The Stocks App and Business Reporting
The stocks app is typically one of those that people might delete right after getting a new phone. However, according to Craig Federighi, Senior VP of Software Engineering of Apple, the app has been completely rebuilt which will undoubtedly be a great asset for journalists.
The app currently has numbers and some shallow stats but not much else. It pulls accurate statistics and price timelines from Yahoo but doesn’t include spark graphs for specific stocks, after hours pricing, or any context for why shifts occur in the market. It hasn’t seen many changes since it was first released with the original iPhone in 2007. Although it’s gotten taller, traded its Wolf of Wall Street pinstripe blue for Space Grey and flattened out it’s bubbles, nearly all of the functionality is identical. Up to this point it has only been available on the iPhone.
With this new release, the Stocks app is now about journalism, not just numbers. For iPhone, iPad, and the Mac, Apple is taking the business section of Apple News and connecting it to the Stocks app to make it function like a junior Bloomberg terminal. Each stock is listed with contextual Apple News articles related to specific stock price fluctuations. Graphics display much more detailed data for individual stock price changes including spark graphs for individual stocks and after-hours pricing.
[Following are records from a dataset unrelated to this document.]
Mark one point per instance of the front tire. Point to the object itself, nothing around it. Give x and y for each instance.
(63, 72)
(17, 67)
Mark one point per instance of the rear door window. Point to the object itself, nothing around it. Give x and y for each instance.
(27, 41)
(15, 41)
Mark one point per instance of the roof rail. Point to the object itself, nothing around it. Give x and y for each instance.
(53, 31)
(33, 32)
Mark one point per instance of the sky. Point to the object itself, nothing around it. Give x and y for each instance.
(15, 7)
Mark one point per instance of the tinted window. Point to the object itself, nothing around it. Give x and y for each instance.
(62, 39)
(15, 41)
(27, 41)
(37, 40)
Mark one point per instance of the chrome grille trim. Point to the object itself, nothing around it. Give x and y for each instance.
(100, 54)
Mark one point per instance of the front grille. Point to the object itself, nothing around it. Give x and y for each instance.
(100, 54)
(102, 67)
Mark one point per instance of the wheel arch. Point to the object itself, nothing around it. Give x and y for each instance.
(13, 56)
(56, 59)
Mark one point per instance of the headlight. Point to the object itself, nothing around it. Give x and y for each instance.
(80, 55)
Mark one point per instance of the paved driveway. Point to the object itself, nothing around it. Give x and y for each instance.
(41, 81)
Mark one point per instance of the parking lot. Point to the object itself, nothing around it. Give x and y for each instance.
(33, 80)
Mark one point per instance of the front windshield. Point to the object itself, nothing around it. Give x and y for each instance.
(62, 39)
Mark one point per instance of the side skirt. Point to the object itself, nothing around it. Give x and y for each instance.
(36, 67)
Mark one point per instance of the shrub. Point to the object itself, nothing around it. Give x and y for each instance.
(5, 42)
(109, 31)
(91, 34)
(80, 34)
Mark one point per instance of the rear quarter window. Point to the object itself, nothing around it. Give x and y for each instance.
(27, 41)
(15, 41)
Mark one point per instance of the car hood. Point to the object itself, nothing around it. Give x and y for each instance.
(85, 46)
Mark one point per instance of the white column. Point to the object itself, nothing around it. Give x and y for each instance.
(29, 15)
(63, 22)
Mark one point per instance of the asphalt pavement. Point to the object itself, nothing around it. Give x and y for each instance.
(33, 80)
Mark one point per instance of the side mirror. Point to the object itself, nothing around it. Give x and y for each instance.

It’s been two years since Apple last released the user statistics for Apple News (last reported at around 70 million) but according to a report from Tom Dolan at The Information in February, "Apple News has generated half of Vox.com's daily traffic at times, according to a person familiar with Vox's numbers. An executive at the website of a major TV network said Apple News has accounted for as much as 60% of traffic for some stories." If Apple wants to take aim at the Bloomberg customer base with the new Stocks App, readership numbers like this - combined with the fact that it’s free and built into the entire Apple ecosystem - makes it more of a possibility and a potentially big new platform for business reporters.
The Comments Section
Apple has a clear distinction from other Silicon Valley giants in how they think about data privacy and journalism. "One of the reasons that people choose apple products is because of our commitment to security and privacy" Federighi said. This makes publishing more difficult for smaller outlets, but has a huge benefit by making it easier for readers to find quality news safely.
Intelligent Tracking Prevention 2.0 shares its quiet boringness and enormous significance with big web topics like net neutrality. Intelligent Tracking Prevention was released last year and dramatically reduces those ads that seem to follow users around the internet no matter where they go.
Intelligent Tracking prevention can keep the browsing experience private. Shloka Kini, a developer at Apple, broke down the complicated feature into it’s essentials.
"It’s a Safari feature that reduces cross-site tracking by limiting cookies and website data for domains with tracking abilities." said Kini. Essentially, this new feature makes almost all cookies by default not accessible to third party websites at all. Though journalists may have little interest in tracking people, the advertisers and social media companies they use do.
Intelligent Tracking Prevention 2.0 blocks snippets of tracking code, particularly buttons that allow social media giants like Facebook to track users almost anywhere on the internet.
"It turns out these can be used to track you whether you click on them or not. And so this year we are shutting that down." said Federighi.
This means that, if a news outlet engages their readers using Facebook’s "like" buttons and comment fields, most Apple users - including readers browsing the web on iPhone - will not see those buttons or be able to like or comment for any website.
Federighi said there is one exception. When referring to the screen with a pop-up window that asks for consent to access private data, "If you do want to interact with one of these," he said, "you can decide to keep your information private."
Smaller publications that use services like Squarespace and Wordpress - which rely heavily on third-party commenting features - may suddenly find themselves cut off from their audience if they don't do their research.